"Aggregations" is one of the biggest features introduced to
the Power BI in terms of enriching the interactive analytics over Big Data. Before Power BI team introduce this feature, It was not possible to analyze and visualize data where the large tables
contains millions or even billions of records. I’m writing this post in a way
you can use as a tutorial to read, understand and tryout by yourself -- How
to implement Aggregations in Power BI.
Before starting to read this, please download the Demo
content from here. This will contain three files.
- AggsDemo.bak: Demo database backup build on SQL Server 2017
- Create Aggs Tables.sql : SQL Query to create aggregation tables
- AggsDemo.pbix: Power BI demo file which implemented aggregations in this post
Connection Types - Direct Query vs Import
Even before we move to Aggregations, I think it is important to have an understanding of connection types in Power BI. Predominantly there are two connection types in Power BI. Import and Direct Query.
Import
In Import mode, by name it self you import the data into your Power BI file. There are many advantages in this mode like, you can analyze data much faster. Because, when you import the data, data will be compress and store in in-memory Vertipaq engine, which is the database engine behind the Power BI, Analysis Services Tabular and Power Pivot. However you cannot exceed the upper limit of the import data which is 1GB.
Direct Query
Oppose to the Import mode, in DirectQuery Mode you just made the connection with your source. You are not importing data. So, your Power BI file only hold the metadata of your source tables. Which means in another way, when you draw a visual to canvas by consuming your data, in real-time, a DAX query will generate by Power BI engine and translate to relevant source query and retrieve the data. For an instance, if you connect to SQL Server Data source by DirectQuery, when you consume the data, it will translate your DAX query into T-SQL code and query the data from SQL Server database and load into the visuals.In both types there are Pros and Cons. Ex: Import mode data loading to visual is really fast than DirectQuery. But you have to refresh the data in the import mode. Because, the data in the mode and the source may different over the time. But in DirectQuery mode you don't want to refresh data. Because, in that mode, query the source data in live.
Demo Database
Hope by now you have downloaded the Demo Content. In the demo folder you will find AggsDemo.bak SQL Server Database backup. You need to restore it in your SQL Server instance. In the demo database, only included four tables. Product, Date, Customer and Sales. This database I've made by derived from ConsotoDW database. The reason just to used four tables to make the Demo simple and just allow you to learn the concept.
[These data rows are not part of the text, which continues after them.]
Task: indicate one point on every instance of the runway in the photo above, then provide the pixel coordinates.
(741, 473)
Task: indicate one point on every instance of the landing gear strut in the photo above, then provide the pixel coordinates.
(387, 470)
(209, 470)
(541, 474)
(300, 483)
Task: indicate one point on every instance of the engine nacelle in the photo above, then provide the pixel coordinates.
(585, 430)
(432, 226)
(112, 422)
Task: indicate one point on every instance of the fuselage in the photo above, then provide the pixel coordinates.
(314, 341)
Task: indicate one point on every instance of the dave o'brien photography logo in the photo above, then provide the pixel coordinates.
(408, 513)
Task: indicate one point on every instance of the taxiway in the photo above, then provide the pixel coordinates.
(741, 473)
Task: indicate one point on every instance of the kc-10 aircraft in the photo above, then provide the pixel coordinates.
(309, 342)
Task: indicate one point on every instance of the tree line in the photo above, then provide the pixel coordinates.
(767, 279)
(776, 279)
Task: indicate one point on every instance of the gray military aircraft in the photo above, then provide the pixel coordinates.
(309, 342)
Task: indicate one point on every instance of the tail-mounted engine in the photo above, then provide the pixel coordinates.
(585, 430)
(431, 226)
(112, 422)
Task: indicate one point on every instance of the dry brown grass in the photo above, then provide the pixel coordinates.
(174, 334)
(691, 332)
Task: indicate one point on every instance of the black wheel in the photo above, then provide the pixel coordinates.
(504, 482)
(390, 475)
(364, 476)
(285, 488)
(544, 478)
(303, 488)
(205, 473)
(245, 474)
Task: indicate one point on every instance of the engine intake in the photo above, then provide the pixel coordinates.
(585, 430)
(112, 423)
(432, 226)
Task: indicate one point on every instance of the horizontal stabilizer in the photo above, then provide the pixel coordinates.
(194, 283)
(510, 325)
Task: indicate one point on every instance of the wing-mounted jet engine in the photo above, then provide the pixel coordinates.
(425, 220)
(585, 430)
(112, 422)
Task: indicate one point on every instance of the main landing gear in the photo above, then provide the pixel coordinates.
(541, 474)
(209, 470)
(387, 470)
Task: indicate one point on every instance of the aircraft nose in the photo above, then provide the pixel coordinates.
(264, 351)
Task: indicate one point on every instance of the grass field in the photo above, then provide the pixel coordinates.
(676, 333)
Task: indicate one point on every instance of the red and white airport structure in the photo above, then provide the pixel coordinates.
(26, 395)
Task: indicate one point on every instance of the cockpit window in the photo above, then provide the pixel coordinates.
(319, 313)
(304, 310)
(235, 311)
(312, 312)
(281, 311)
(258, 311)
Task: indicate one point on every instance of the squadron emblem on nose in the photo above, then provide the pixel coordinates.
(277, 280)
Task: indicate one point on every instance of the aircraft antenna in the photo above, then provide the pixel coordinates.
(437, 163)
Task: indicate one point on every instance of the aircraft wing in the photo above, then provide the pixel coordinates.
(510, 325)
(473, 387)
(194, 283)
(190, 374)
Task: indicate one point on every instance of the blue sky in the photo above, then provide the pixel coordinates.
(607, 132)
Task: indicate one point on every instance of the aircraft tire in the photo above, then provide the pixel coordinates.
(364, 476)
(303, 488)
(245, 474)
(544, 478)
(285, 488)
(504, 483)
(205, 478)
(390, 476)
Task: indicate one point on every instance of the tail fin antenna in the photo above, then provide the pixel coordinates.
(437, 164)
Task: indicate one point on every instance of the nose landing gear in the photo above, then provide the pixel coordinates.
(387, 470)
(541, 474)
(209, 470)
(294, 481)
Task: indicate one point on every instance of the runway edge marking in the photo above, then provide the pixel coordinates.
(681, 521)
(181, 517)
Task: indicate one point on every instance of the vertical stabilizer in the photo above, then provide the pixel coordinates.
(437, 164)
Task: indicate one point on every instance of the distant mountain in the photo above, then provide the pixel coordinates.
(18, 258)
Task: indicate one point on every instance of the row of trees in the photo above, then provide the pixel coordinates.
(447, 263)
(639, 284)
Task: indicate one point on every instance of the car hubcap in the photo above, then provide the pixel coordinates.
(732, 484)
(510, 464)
But, keep in mind the Aggregation concept is Powerful and once you learned it you can apply for Big Data Sources like data in databricks cluster.This structure is a sample for Star schema, Sales is a Fact table contain ~12M records.
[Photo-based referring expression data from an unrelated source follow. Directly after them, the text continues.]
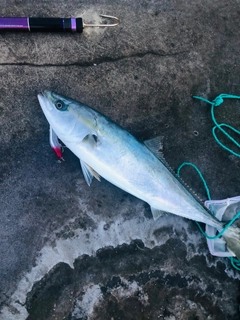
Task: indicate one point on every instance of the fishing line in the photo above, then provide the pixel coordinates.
(235, 262)
(215, 103)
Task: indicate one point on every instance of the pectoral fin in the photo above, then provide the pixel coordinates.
(91, 140)
(89, 173)
(157, 213)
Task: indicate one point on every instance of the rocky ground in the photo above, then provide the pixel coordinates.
(73, 252)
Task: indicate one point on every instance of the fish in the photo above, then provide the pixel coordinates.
(107, 150)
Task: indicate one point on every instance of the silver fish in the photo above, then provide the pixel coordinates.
(107, 150)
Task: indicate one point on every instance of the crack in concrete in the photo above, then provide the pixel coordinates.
(97, 61)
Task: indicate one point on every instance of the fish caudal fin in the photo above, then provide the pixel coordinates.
(232, 238)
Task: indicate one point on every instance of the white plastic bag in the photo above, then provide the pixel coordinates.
(224, 210)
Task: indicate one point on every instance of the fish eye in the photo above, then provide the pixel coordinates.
(59, 105)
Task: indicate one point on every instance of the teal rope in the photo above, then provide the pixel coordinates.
(235, 262)
(215, 103)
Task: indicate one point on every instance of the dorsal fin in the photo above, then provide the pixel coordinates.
(89, 172)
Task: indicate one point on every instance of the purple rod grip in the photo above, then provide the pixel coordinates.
(14, 24)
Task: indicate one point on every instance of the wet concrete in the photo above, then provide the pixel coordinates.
(74, 252)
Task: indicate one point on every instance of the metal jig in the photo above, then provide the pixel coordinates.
(117, 21)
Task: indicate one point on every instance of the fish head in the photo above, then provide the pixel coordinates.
(70, 120)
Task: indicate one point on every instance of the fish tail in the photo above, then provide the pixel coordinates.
(232, 238)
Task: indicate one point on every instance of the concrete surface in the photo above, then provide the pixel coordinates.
(68, 251)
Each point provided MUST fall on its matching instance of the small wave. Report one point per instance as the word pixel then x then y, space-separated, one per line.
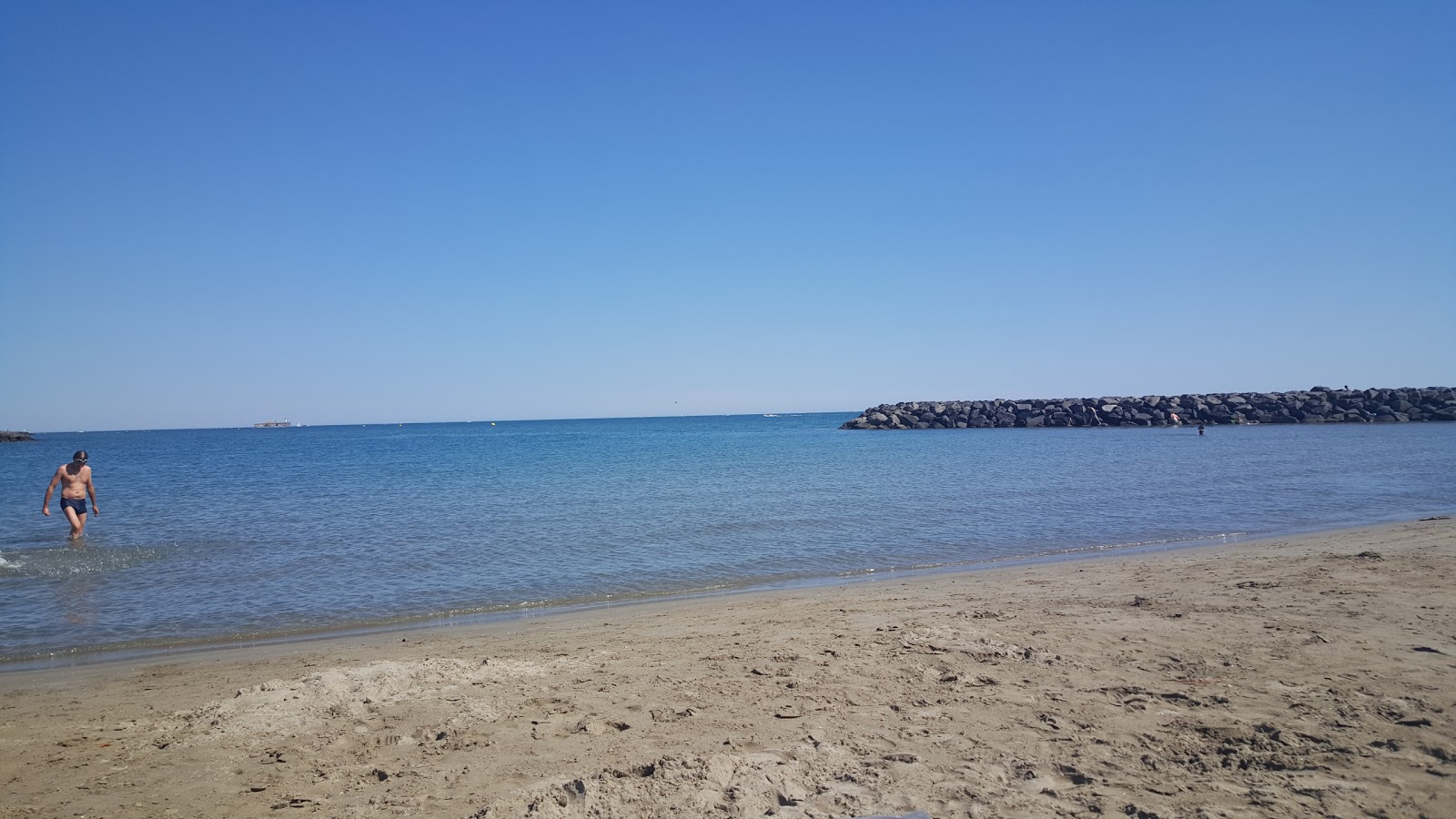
pixel 72 561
Let's Consume the Demo Database using Power BI
Open the Power BI desktop, click Get Data to connect to Data source, select SQL Server as source type, select the tables, and make Direct Query to Source AggsDemo database.
In the next window select the tables in the database.
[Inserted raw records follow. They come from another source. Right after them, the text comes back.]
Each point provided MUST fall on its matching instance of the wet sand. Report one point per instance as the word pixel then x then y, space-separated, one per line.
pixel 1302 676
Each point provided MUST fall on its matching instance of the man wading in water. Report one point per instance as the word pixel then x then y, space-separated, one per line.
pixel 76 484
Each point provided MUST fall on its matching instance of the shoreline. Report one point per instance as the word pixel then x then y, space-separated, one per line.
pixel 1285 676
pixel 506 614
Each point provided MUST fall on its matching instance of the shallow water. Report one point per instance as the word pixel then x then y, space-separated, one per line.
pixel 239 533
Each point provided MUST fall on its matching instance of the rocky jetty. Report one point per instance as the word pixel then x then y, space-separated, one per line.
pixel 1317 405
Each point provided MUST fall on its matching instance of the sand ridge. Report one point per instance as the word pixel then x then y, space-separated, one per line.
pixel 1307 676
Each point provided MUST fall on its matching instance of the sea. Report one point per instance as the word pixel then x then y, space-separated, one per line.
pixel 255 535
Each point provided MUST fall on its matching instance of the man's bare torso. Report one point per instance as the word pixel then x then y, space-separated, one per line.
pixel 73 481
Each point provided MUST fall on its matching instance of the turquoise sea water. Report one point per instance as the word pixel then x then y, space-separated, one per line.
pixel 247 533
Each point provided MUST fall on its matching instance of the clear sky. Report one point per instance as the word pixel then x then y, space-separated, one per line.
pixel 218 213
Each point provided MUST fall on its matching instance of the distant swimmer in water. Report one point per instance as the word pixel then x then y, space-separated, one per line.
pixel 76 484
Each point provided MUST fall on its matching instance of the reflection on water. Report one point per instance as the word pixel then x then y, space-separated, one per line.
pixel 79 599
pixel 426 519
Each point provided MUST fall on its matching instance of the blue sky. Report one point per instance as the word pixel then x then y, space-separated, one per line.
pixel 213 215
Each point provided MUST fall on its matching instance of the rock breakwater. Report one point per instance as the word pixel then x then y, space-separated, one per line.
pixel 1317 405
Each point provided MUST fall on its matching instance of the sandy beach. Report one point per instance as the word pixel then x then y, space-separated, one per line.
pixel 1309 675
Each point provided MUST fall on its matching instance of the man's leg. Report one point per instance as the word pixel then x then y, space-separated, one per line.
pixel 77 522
Hence we chose Direct Query mode, Click Load Data, it just made the connection between the Power BI file and the database.
Other indication of you are in DirectQuery mode, in this mode you won't see a Data tab. Only Model tab and Report tab will be there.
Switch to the Model tab, and I'm going to create relationship and build a data model. At the beginning there are no relationships and you will see just isolated four tables like in below.
I'm going to connect ProductKey in Sales connect to ProductKey in Product table and create the relationship. DateKey in Sales table connect to DateKey in Date table, also CustomerKey in Sales table connect to CustomerKey in Customer table.
After you built the relationships you can see your data model like this.
You can check the relationships you made by clicking Manage Relationships button.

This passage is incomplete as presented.